In 2011, for instance, weightlifter Kulsoom Abdullah won a campaign to change the sport’s rules regarding what athletes can wear in competition, with the International Weightlifting Federation (IWF) approving new guidelines for female competitors who wish to cover up.
In March 2014, FIFA announced the lift of the ban on head covers after a two-year trial. The wearing of head covers had been banned as FIFA considered that these garments could pose a threat to players’ safety. With the new guidelines competitors are allowed to wear a hijab or turban during football matches.
The International Basketball Federation (FIBA) announced a two-year trial of head coverings, such as hijabs and turbans, in September 2014, in certain competitions. Anything larger than a 5cm headband had previously been banned by the sport’s governing body.

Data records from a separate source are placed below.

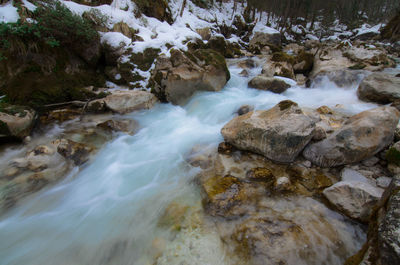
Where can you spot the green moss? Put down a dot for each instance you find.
(357, 66)
(282, 57)
(20, 111)
(393, 156)
(4, 129)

Although veiled Muslim role models in sports are somewhat limited, overall participation and attitudes towards sports have improved in recent years. The common voice of the elite athlete Muslim women are that they are happy to defy fundamentalist views on them participating in sports, so that they may pave the way for future generations of Muslim women to have equal opportunity to compete and experience the health benefits of exercise.

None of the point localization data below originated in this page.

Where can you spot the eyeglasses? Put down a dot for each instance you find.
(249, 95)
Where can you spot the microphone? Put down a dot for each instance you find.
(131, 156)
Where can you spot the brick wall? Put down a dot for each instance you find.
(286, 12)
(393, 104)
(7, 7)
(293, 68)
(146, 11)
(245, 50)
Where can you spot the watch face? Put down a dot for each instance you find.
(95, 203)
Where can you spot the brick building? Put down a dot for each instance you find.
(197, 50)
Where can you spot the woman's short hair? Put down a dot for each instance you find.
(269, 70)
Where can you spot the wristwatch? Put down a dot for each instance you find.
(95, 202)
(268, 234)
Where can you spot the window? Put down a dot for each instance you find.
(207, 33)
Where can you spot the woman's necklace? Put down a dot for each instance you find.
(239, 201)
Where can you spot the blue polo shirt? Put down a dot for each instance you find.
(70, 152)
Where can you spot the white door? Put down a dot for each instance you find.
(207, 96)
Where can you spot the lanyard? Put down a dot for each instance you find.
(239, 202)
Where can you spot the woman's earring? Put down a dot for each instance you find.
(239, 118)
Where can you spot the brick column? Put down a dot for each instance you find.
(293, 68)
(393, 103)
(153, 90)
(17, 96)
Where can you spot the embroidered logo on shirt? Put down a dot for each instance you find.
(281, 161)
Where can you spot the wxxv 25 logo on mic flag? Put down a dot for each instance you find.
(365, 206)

There are opportunities for modest sporting apparel beyond competitive sport, with government, communities and individuals pushing initiatives for a more inclusive approach to sports in Australia.
Given Australia’s outdoor lifestyle and multicultural population, demand for modest sportswear is expected to continue to grow. With most of Australia’s population concentrated in coastal regions and families sharing a fair amount of time at the beach or swimming pool, items like the Burqini are expected to gain in importance as more Muslim and non-Muslim women recognise its multiple benefits, including sun protection, flexibility and modesty. In the case of Muslim women, particularly, the Burqini has become a stepping stone as it has enabled them to be more involved in beach-related family activities and lifted limitations of those who felt confined in the domestic sphere, thus further strengthening their family bonds.
Although new product development within halal sporting apparel has been relatively slow, with the Capster, a sporting hijab from Dutch designer Cindy van den Bremen, and Burqini introduced to the market more than 10 years ago, the segment has benefited from global trends in the sports category, including the emergence of sports-inspired apparel. With a new generation of fashion designers, retailers and bloggers closely following global fashion trends and adapting them to be religiously acceptable, there is certainly vast potential for halal variations on contemporary “sports-luxe” or “athleisure” trends.